Here, we have described the validation of an NGS-based clinical oncology test for the detection of somatic variation in actionable gene targets. The validation process we describe for SNVs addresses recommendations of Gargis et al,¹⁹ the NGS checklist requirements of CAP,¹⁸ and NGS regulations of the New York State Department of Health. As detailed above, our validation approach for independent confirmation of SNVs meets these requirements, inasmuch as our approach includes comparison of our results with publicly available whole-genome sequence data, SNV calls extracted from publicly available microarray data, and data from Sanger sequencing performed in our laboratory. Likewise, we have independently confirmed well in excess of 10 SNVs from patient samples in which NGS detected a 1-bp change.

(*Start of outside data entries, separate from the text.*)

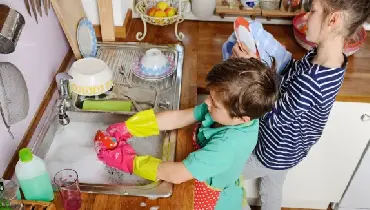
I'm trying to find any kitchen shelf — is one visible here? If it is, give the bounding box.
[261,9,304,18]
[216,0,304,20]
[216,1,262,19]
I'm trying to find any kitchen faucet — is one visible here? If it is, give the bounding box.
[55,73,72,125]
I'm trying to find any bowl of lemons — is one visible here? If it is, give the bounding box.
[136,0,185,26]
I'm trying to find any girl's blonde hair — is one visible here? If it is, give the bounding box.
[321,0,370,37]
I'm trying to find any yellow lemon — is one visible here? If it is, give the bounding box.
[164,7,176,17]
[157,1,168,11]
[154,10,166,24]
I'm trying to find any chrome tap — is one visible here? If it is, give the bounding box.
[55,73,72,125]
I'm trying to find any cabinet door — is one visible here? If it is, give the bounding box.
[339,141,370,209]
[283,102,370,209]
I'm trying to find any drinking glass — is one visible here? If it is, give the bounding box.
[54,169,82,210]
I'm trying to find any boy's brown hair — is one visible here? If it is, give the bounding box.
[206,58,278,119]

There is admittedly some ambiguity as to the precise intent of some of the recommendations of the regulatory entities. For example, the New York State Department of Health regulations require that a minimum of 10 positive patient samples “for each type of variant in each target area” must be independently confirmed. It is reasonable to interpret the phrase “each type of variant” as referring to the class of variant (namely, SNVs as opposed to indels, structural variants, or copy number variants), rather than to the functional consequence of the variant (splice site, versus coding region synonymous, missense, or nonsense) and to interpret the phrase “target area” as referring to the entire 300-kb capture region of our assay, rather than to specific mutation hotspots, exons, or genes, as we did for the validation of our assay. Nonetheless, other interpretations are possible that would clearly require different validation paradigms in routine clinical practice. Because the New York State Department of Health requirements seem to be the most rigorous yet published, there is no doubt that the ambiguities must be addressed. Thus, the type of regulatory uncertainty highlighted by our validation approach for SNVs in tumor samples will likely be of interest to many entities as they develop guidelines for NGS-based clinical testing that address the technical and bioinformatic features of hybrid capture-based methods, as well as amplification-based methods.

The various features of our validation approach for SNVs in tumor samples evaluated by NGS should prove useful to clinical laboratories developing similar approaches to test tissue samples to guide patient management in the emerging paradigm of precision medicine (or personalized medicine), whether at the time of diagnosis or at relapse. Similarly, our validation approach should also prove useful for clinical laboratories developing validation approaches for the other classes of somatic variation, including indels, copy number variation, and structural variation.